Die Ulmer dagegen machten aus ihren wenigen Gelegenheiten viel, Lucas Röser traf per Kung-Fu-Einlage zur Führung (50.), Oliver Batista-Meier per Flatterschuss zum 2:0 (57.). Das erste Zweitligator von Clemens Riedel sollte nicht mehr als eine nette Randnotiz für den Lilien-Kapitän sein (68.).
Die Sinne schärfen
Die Niederlage allein auf fehlende Kaltschnäuzigkeit zurückzuführen, wäre freilich der falsche Ansatz. So ging den Gästen auch die allerletzte Wehrhaftigkeit ab, der allerletzte Fokus in den entscheidenden Aktionen, wieder kassierte die Kohfeldt-Elf zwei durchaus vermeidbare Gegentore. Und zu guter Letzt ist eine mangelnde Chancenverwertung über mehrere Wochen hinweg sicher nicht nur des eigenen Unglücks geschuldet.
Torwart Marcel Schuhen stellte beim Gegner eine Um-jeden-Grashalm-kämpfen-Mentalität fest, Abwehrmann Riedel forderte für die Zukunft, "noch dreckiger" zu agieren.
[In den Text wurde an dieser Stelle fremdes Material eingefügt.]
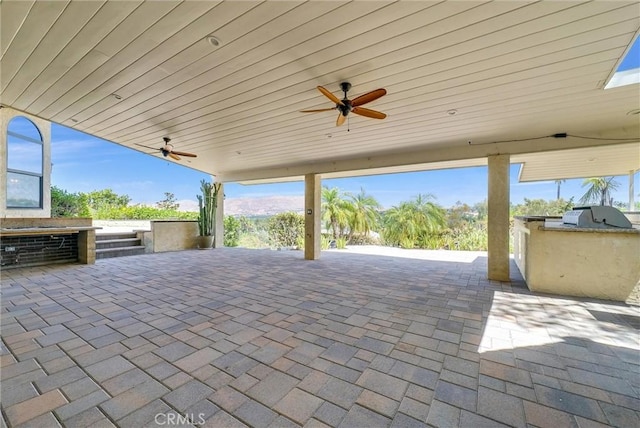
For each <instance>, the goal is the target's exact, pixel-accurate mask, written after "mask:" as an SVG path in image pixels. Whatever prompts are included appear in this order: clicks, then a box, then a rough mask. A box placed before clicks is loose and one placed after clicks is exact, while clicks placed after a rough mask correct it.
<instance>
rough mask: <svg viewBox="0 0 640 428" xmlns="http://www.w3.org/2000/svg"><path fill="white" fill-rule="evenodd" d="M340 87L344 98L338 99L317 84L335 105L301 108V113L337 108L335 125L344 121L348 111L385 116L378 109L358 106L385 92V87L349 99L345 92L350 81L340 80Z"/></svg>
mask: <svg viewBox="0 0 640 428" xmlns="http://www.w3.org/2000/svg"><path fill="white" fill-rule="evenodd" d="M340 89H342V91H343V92H344V98H343V99H339V98H338V97H336V96H335V95H333V94H332V93H331V92H329V91H328V90H327V89H325V88H323V87H322V86H318V90H319V91H320V92H322V94H323V95H324V96H325V97H327V98H329V99H330V100H331V101H333V102H334V103H335V104H336V106H335V107H332V108H322V109H317V110H301V112H302V113H317V112H320V111H329V110H338V111H339V112H340V114H338V120H337V121H336V126H340V125H342V124H343V123H344V121H345V120H346V118H347V115H348V114H349V113H350V112H354V113H355V114H359V115H360V116H365V117H371V118H374V119H384V118H385V117H387V115H386V114H384V113H381V112H379V111H375V110H370V109H368V108H364V107H360V106H362V105H364V104H367V103H370V102H371V101H374V100H377V99H378V98H380V97H381V96H383V95H385V94H386V93H387V91H386V89H376V90H375V91H371V92H367V93H366V94H364V95H360V96H359V97H356V98H354V99H353V100H350V99H348V98H347V92H349V89H351V83H349V82H342V83H340Z"/></svg>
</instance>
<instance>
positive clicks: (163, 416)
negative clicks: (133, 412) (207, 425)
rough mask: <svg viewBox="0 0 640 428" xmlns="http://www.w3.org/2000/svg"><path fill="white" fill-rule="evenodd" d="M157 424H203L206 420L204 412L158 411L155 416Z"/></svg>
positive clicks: (176, 425)
mask: <svg viewBox="0 0 640 428" xmlns="http://www.w3.org/2000/svg"><path fill="white" fill-rule="evenodd" d="M154 420H155V422H156V424H158V425H162V426H180V425H203V424H204V423H205V422H206V421H205V419H204V413H198V414H197V415H196V414H195V413H185V414H184V415H179V414H177V413H158V414H157V415H156V416H155V418H154Z"/></svg>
Heruntergebrochen: Lilien, süß-sauer. Zu süß im Auftreten, sauer über die Niederlage.
Kohfeldt erweiterte die Analyse noch um eine weitere Geschmacksrichtung: Schärfe. Die nämlich müsse in den kommenden Wochen unbedingt rein. "Wir sollten die Sinne scharf und die Leistung hoch halten“, so Kohfeldt. Der Abstieg, er ist weiterhin ein biestiger Verfolger der Südhessen.
Abstand nach unten noch recht komfortabel
Mit einem Sieg beim bisherigen Vorletzten hätten sich die Lilien aller Sorgen entledigen können, nach der Niederlage sind jene größer als zuvor. Das Darmstädter Echo etwa kommentierte: "Beim SV Darmstadt 98 geht es ums Ganze: Wenn der SV98 nicht schnell die richtigen Lehren zieht, droht der Abstieg."
Während die Spieler in dieselbe Kerbe schlugen, "wir müssen jetzt nach unten gucken, das muss jedem bewusst sein" (Riedel), warb der Trainer um eine differenzierte Draufsicht. So habe seine Elf weiterhin acht Zähler Vorsprung auf den 16. Platz, am Sonntag könnte Braunschweig mit einem Erfolg gegen Münster jenen jedoch auf fünf Punkte schrumpfen lassen.
Kohfeldt: "Sehr, sehr aufmerksam bleiben"
"Ich bin ein großer Freund davon, die Dinge rational zu bewerten", so Kohfeldt. Einerseits müsse man "sehr, sehr aufmerksam bleiben", anderseits sei er "sehr optimistisch, dass wir diese Bewährungsprobe bestehen". Kurzum, beschloss Kohfeldt: "Wachsam, aber keine Panik."
Der Plan des Coaches ist offensichtlich: Lieber auf die Stärken besinnen, die vorhanden sind, als die Schwächen in den Vordergrund zu rücken. Weiterhin ist ein Abstieg mit Blick auf Grundqualität des Kaders sowie den Vorsprung nicht die wahrscheinlichste Option. Wenn die Lilien aber so weiterpunkten wie zuletzt, könnte es natürlich eng werden. Die alarmierende Bilanz: zehn Spiele, sieben Zähler, Vorletzter der Rückrundentabelle. Die Abstiegsangst lugt zumindest mal ums Eck.